Publicado originalmente no blog Democracia e Socialismo em julho de 2019

abril 14, 2025

URGENTE: A RETOMADA DO DESENVOLVIMENTO ECONÔMICO (III)

       Sérgio Gonzaga de Oliveira (*)

No segundo artigo dessa série, postado em maio próximo passado, publiquei um diagnóstico tentando entender a estagnação da economia brasileira nos últimos 40 anos. Analisei sucessivamente as variáveis que têm potencial para explicar a dinâmica da economia capitalista no longo prazo: a acumulação de capital, a formação dos mercados, a dinâmica populacional e a produtividade. A principal conclusão dessa investigação é que existem limitações estruturais  graves no sistema produtivo brasileiro que impedem a continuidade de nosso desenvolvimento. Como essas variáveis são interdependes, em determinados cenários, algumas delas travam o crescimento das outras e o conjunto fica estacionado. Forma-se uma espécie de círculo vicioso. No máximo ocorre o que os economistas chamam de “vôo da galinha”. São pequenos períodos de expansão seguidos de recessão, mas no longo prazo e na média, o crescimento é próximo de zero. A grande incógnita dos dias atuais é como romper com essa estagnação.

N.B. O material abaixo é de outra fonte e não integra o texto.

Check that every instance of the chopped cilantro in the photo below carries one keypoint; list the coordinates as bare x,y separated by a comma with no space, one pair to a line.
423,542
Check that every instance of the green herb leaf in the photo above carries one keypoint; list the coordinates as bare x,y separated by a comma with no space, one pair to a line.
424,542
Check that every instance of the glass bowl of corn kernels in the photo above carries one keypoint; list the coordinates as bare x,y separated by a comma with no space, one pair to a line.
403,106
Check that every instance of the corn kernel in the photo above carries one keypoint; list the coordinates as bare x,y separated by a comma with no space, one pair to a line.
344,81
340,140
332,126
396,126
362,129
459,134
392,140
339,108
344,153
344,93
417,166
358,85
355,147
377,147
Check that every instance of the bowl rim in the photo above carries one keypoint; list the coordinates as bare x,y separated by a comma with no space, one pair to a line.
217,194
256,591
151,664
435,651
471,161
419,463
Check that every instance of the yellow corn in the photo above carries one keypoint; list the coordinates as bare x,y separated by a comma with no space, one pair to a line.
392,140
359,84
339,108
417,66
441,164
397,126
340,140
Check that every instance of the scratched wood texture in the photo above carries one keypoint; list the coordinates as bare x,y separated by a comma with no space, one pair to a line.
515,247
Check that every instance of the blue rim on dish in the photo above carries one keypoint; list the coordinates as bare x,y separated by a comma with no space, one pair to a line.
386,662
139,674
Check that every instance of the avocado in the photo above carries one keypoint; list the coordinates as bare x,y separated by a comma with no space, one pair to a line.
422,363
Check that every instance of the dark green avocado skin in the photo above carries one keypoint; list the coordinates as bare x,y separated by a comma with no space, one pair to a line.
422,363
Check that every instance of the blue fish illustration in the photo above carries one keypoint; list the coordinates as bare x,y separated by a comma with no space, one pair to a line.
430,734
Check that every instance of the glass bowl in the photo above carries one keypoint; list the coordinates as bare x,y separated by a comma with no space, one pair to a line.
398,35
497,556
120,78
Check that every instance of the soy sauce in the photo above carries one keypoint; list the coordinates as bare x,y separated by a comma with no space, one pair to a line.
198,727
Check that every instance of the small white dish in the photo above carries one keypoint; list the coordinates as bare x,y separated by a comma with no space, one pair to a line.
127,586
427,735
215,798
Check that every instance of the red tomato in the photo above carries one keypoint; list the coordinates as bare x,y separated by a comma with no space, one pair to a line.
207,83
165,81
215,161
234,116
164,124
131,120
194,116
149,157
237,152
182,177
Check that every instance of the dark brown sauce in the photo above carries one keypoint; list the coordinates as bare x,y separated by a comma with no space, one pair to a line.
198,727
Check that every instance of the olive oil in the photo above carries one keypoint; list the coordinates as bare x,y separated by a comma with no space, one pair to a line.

Os caminhos disponíveis não são muitos. A retomada do desenvolvimento de longo prazo precisa cumprir algumas etapas iniciais antes de começar a se tornar realidade. A primeira delas, e provavelmente a mais importante, é a estruturação de um pacto político pelo desenvolvimento. A construção desse pacto deve dar origem a um conjunto de ações estratégicas que permita o alinhamento dos agentes econômicos, do Estado e da opinião pública com o mesmo objetivo: eliminar as deficiências estruturais que nos paralisam. Em seguida é necessária a implantação de uma estrutura de planejamento focada nesses objetivos e disseminada em todos os órgãos do Estado envolvidos com a retomada. Essa estrutura de planejamento deverá definir as ações que serão conduzidas pelo Estado, pela iniciativa privada ou em parcerias público privadas.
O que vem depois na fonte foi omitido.